Before it was released, British pop singer Lily Allen’s first album in five years, “Sheezus,” had been the subject of several controversies.
One involved the song “Insincerely Yours,” which lobbed insults at harmless British models Cara Delevingne and Jourdan Dunn, and singer Rita Ora.
“I don’t give a f–- about Delevingne / Or that Rita girl / About Jourdan Dunn,” Allen trilled pleasantly. “I don’t give a f–- about your Instagram / About your lovely house or your ugly kids.”
Dunn took exception and engaged Allen in the sort of pre-release-day Twitter spat marketing departments dream of. “Insincerely Yours” is a low point on “Sheezus,” which is otherwise a tar pit of thinly veiled insults, songs that evoke Vampire Weekend and the kind of pointed pop-cultural criticism that has long been Allen’s stock in trade.
Allen got famous during – and thanks to – the brief reign of MySpace at the end of the last decade, releasing two guillotine-sharp pop albums before retreating to marry and have children. “Sheezus” plunders just about every sound that was popular when she departed, including “Paper Planes”-era M.I.A., moombahton and dubstep.
Allen is a modestly regarded musician and a world-class observer of modern culture and its discontents. She was one of a handful of artists making pop music about pop music. She has re-emerged into a world where such self-examination is commonplace, characterized by Lady Gaga’s musings on the nature of stardom, Kreayshawn and Jessie J’s skewering of conspicuous consumption and Ke$ha’s winking party rap.
Hip-hop has always been about hip-hop – its beefs, its lifestyle, its shifting hierarchies.

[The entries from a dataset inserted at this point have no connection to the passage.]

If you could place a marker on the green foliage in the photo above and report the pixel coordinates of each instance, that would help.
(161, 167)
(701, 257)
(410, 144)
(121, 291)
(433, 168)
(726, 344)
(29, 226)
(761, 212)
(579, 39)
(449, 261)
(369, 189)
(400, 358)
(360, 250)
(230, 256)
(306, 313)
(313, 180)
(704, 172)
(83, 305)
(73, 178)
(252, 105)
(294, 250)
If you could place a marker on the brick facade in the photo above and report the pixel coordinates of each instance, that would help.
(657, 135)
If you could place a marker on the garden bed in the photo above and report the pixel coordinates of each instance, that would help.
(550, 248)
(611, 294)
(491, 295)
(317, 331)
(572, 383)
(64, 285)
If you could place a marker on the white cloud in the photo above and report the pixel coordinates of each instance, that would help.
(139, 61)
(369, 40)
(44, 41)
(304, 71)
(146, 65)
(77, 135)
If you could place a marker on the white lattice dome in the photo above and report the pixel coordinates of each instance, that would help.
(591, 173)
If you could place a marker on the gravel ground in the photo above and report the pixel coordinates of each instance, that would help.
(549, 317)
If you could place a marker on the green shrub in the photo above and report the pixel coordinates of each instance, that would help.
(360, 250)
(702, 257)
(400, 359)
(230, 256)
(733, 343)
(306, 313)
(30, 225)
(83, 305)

Country music is partially lodged in the swamps of bro-country, in which every hit song about barefoot girls and guys in pickup trucks recalls every other hit song about the same thing.
Pop’s meta moment may have peaked with the ascent of Lorde, whose breakout hit, “Royals,” took aim at some of Allen’s favorite targets – the excesses of hip-hop, the disconnect between real life and the fantasy of pop songs – but Lorde used a scalpel, and Allen uses an ax.

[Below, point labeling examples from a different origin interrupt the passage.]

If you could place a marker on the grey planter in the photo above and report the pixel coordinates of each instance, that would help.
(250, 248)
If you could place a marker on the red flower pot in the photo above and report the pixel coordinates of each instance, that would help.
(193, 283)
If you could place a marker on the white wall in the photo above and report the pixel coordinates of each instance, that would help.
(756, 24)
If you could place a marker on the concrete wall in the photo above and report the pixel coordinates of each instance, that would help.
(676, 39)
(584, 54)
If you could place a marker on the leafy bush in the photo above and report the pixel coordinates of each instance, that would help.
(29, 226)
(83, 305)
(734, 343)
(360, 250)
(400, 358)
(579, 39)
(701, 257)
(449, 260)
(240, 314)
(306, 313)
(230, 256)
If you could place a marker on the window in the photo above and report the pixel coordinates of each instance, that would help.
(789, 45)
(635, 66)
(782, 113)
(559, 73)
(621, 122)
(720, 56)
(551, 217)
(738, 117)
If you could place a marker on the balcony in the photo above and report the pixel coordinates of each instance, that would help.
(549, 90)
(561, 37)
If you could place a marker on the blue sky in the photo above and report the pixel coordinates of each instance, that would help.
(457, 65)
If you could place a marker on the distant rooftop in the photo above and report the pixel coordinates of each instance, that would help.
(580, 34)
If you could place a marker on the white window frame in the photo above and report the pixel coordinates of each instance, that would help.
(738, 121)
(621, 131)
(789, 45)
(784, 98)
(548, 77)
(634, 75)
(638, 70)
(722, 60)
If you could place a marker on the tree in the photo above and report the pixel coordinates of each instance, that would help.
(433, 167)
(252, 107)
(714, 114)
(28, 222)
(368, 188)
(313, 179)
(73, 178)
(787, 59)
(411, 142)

Allen name checks Lorde on her album’s sing-song title track. Rihanna, Katy Perry and Beyoncé also are mentioned, all rivals whom she must vanquish.
“Sheezus” works best when it’s personal, when it plumbs the conflict between work and family, between the tug of motherhood and the pull of fame. A sometimes uneasy ode to domesticity (“Staying home with you is better than sticking things up my nose,” Allen tells her husband), it’s also the most affecting pop album about marriage and new parenthood since Liz Phair’s long-ago “Whitechocolatespaceegg.”
The idea that Allen makes a better domestic goddess than a cultural observer was previously unthinkable. It could be the once-deft satirist now content to bludgeon has lost her way, or it could be that pop music in the late spring of 2014 is already eating itself.